Red was unable to make it happen last week, but he would have picked the Titans, Vikings, Jaguars and Panthers to win. So that would have been 3-1, but hey, it goes in the Shithole if you don’t do it in advance. Things have been hectic in Red World, so it will be short and sweet this week. And Red never bets on the NFL playoffs – that’s for the amateurs.
Vikings over Saints – Red is still wondering how the Texans let Case Keenum get away. He came in practically overnight at the end of 2014 season, won two games for a sad sack team and then was never even given the opportunity to compete for a back up spot.
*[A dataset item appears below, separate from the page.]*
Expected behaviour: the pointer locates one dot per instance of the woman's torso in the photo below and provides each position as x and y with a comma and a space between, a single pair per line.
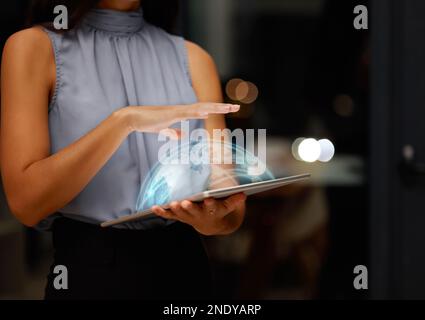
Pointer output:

All so that Tom Savage could prove his worthlessness? Red completely discounts CK’s 16 games with the Rams over 2015-16 because he was being coached by Jeff Fischer – he of the giant stick up his Shithole – and a complete offensive moron of a head coach. Fischer has had one successful quarterback in his entire career – Steve McNair – who was talented enough to overcome the crippling effect of Fischer’s offensive ineptitude. So this will be sweet justice for Keenum – a quarterback that Red did not believe in either – but one he thought at least deserved a chance in Houston after the 2014 season. On the other side is the aged wonder Drew Brees – another Texas quarterback – who turned back the hands of time this year. Brees was certainly helped by a nice rushing attack and good defense. Brees didn’t have to carry his team this season. But what wins this game is the Vikings defense. There really isn’t a weak link there and they keep it close enough to win. Minnesota 20 New Orleans 17.
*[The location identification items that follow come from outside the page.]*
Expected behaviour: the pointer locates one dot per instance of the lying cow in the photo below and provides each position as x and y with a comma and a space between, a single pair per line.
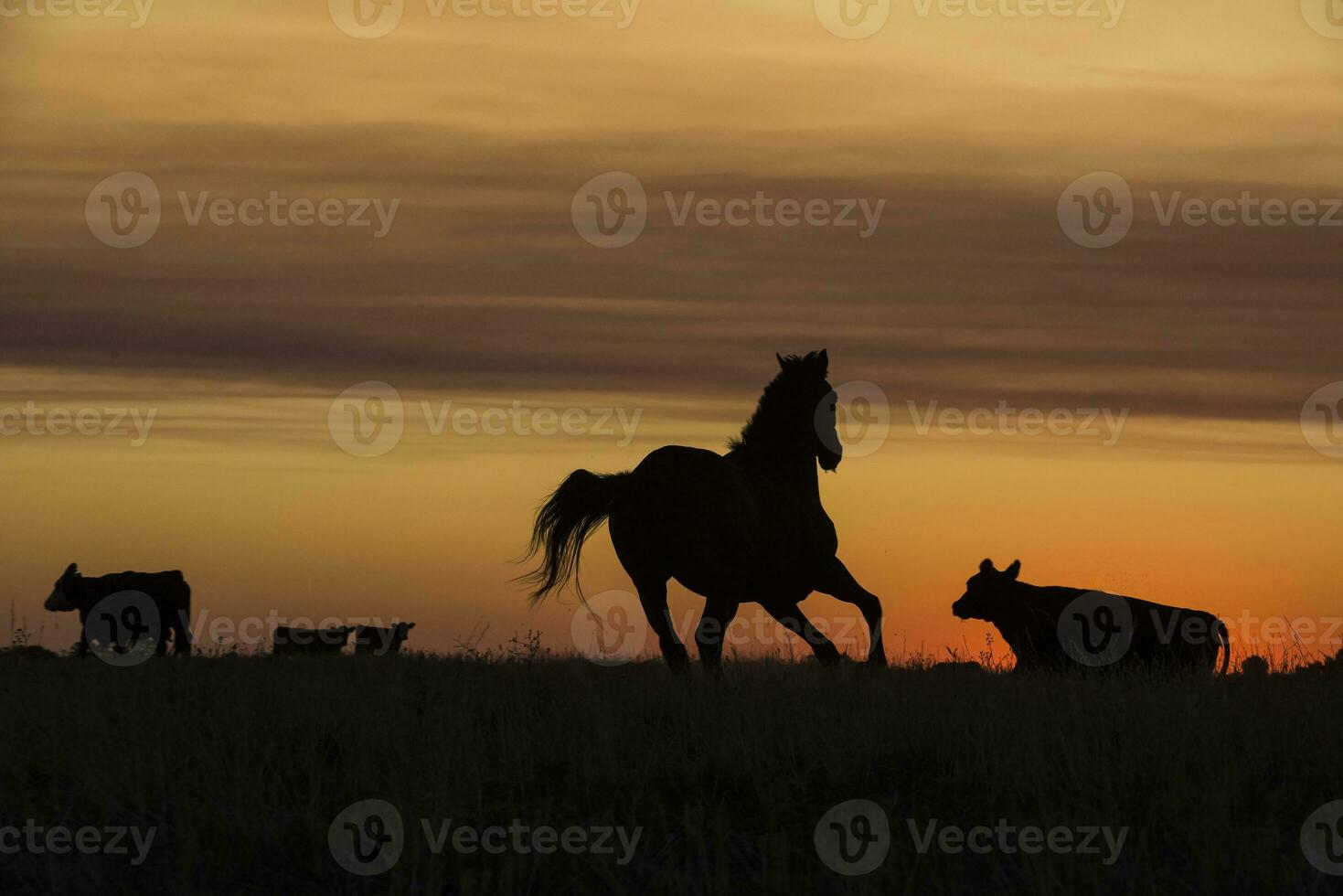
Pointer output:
1056, 627
371, 641
168, 594
309, 643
Titans over Patriots – Red is smoking the good stuff this morning fresh in from his favorite Shithole country. How else could he pick the Titans to knock off the reigning champs on a cold Massachusetts day with GOAT TB 12 at the helm? This is coming from the gut and like most things coming from that direction should probably end up in the Shithole. The Titans running attack will be effective enough to keep Brady and Co. off the field. Titans win this one if they control the ball for 37:30 and punt well. The Titans showed that they don’t crumble when down. Yeah, those were the Andy Reid Chiefs and this is a different class, but Red’s team of destiny makes it happen. Tennessee 24 New England 22.
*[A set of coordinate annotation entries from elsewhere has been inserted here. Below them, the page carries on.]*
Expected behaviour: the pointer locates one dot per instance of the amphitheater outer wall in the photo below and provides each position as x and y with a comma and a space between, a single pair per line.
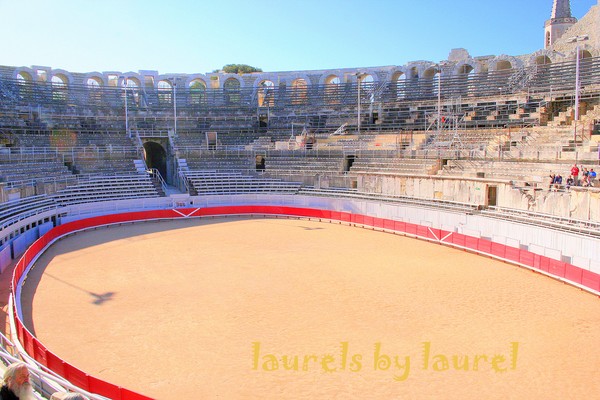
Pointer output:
507, 251
577, 203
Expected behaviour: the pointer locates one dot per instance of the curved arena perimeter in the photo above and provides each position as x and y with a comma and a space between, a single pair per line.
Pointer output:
458, 153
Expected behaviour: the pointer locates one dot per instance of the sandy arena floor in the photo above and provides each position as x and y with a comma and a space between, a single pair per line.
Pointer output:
294, 309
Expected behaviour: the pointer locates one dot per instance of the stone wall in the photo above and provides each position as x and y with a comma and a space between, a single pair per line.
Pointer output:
577, 203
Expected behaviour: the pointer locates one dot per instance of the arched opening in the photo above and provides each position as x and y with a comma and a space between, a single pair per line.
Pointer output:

Jaguars over Stealers – Another gamble for Red and possibly more money down the Shithole (are you sensing a trend here?) for anyone taking the Jags. Ben Rotlessburger has at times been very average in the face of excellent defenses and the Jags have just that. Don’t be surprised if Ben doesn’t make it through this entire game. The last time these teams met, BR should have been pulled. This time they may carry him off in a basket. The rest of the league took notice when the Jags kicked ass and took names in dismantling the Stealers 30-9 in Week 5 at Heinz Field. That win gave them the “Sacksonville” moniker as the Jags pressured BR into five interceptions and two sacks. Can they do it again, with a trip to the AFC Championship game on the line – a game that could be played in Florida? Red says Hell yes. Jacksonville 28 Pittsburgh 13.
Falcons over Eagles – As much as Red would love to pick the Eagles here, he just doesn’t feel the Foles magic. The Falcons are still on a Mission from God to make up for the utter humiliation of last season’s Superb Owl loss to the hated Pats. And the Eagles season started to circle the Shithole immediately after losing Carson Wentz – who still should win MVP because he was the most valuable player to any team this season. With Wentz under center the Eagles dispatch the Falcons with ease, but that will have to wait for another year. So it is with great reluctance that Red says – Atlanta 29 Philadelphia 12.